Children's story hour
He was in Morocco on 9/11. He didn't take possession of that event. Fate said hello, hah, hah, hah.
After two months he shifted to Cadiz, Spain with Omar, a blind Touareg writer.
His forward observer position allowed him to witness young and old sexually repressed Catholic couples steal kisses at night under yellow street lamps. They hid in recessed Moorish doorways getting a quick feel. Passion with a purpose.
Meals with a Gypsy family timed down Gades days with a simple breakfast of toast, butter, jam or muesli, a lunch of thick soup, fresh salad, bread, water, and a main course at 2:30 p.m. He read Don Quixote...true history...the crux of fiction, harder to read than fantasy. The world of floating images.
It was shifts, frequencies, and transitions moving from pre-terror North America to North Africa and old Southern European worlds. Everyone was connected by history in the making: Phoenician, Romans, Berbers haunting conquests, establishing bases in Europe, Moors fighting Christians, morphing cellular structures.
In Andalucía citizens exchanged belief windows, values, attitudes, construction projects, and 3,000 years of icon free Arabian art. It was about agriculture, water, light, form, and substance. Equality was the word at a Muslim burial exhibit at the Mondragon Palace in Ronda.
Cadiz was founded by Phoenicians in 1100 BC. They called it Gadir and traded amber and tin. It was a Roman navel base.
Greeks and Phoenicians introduced the potter’s wheel, writing, olive tree, donkey and hen to Spain. They replaced iron with bronze. Metals became currencies. People developed agriculture as growing populations built walls, towers, and castles for security.
Romans contributed aqueducts, temples, theaters, circuses, and baths. They gave the Iberian Peninsula Castilian language based on 2,000-year old Latin.
Their desire, wanderlust and greed established communities to satisfy their impulse for cuisine, sex, music, and trade expanded their nation-state.
The Museo de Cadiz was filled with Roman artifacts. Humans wandered through archeological epoch discoveries from settlements in Gades along the coast extending inland to Seville and Cordoba.

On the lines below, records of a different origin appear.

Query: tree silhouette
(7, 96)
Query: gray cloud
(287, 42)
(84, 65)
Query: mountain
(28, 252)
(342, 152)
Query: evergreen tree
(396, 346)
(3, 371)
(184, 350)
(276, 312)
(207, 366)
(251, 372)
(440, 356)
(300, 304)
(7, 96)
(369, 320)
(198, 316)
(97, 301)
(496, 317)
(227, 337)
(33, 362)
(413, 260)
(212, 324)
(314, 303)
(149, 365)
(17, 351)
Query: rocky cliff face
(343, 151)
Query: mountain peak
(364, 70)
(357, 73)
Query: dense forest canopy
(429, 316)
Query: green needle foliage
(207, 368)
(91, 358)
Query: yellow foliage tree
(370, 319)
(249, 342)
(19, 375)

Travellers discovered estuaries, towns, villages, isolated tight white pueblos and rooms full of coins, maps, heads, pottery and faces. They discovered vases, dynasties, ruins, Roman legion armor, burial sites, aqueduct maps, temples, theaters, masks, busts, sculptures, marble, glass, and utensils.

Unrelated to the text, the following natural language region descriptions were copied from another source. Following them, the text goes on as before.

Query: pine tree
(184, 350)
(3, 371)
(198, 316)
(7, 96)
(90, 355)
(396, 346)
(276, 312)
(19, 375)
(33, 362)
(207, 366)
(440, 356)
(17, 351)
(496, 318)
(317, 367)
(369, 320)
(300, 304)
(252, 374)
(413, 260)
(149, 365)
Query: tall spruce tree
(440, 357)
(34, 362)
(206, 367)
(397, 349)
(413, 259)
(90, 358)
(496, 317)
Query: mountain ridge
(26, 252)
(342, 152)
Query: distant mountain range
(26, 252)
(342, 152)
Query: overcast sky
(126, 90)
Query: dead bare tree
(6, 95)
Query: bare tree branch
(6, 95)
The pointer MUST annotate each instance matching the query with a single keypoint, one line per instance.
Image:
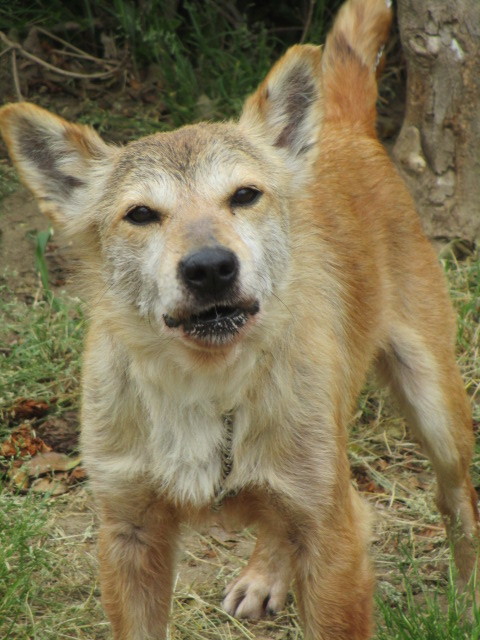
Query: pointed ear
(55, 159)
(286, 109)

Three million-year old human remains slept in stoned chambers. Sharp sewing bones rested in dust.
Scientists collected anger, desire, jealousy, pride, and ignorance. Minute grains of mica. Archaeologists and mobile blood donation units explored rain forests and hacked through Angkor Wat jungles discovering isolated oceanic islands above simmering volcanic eruptions.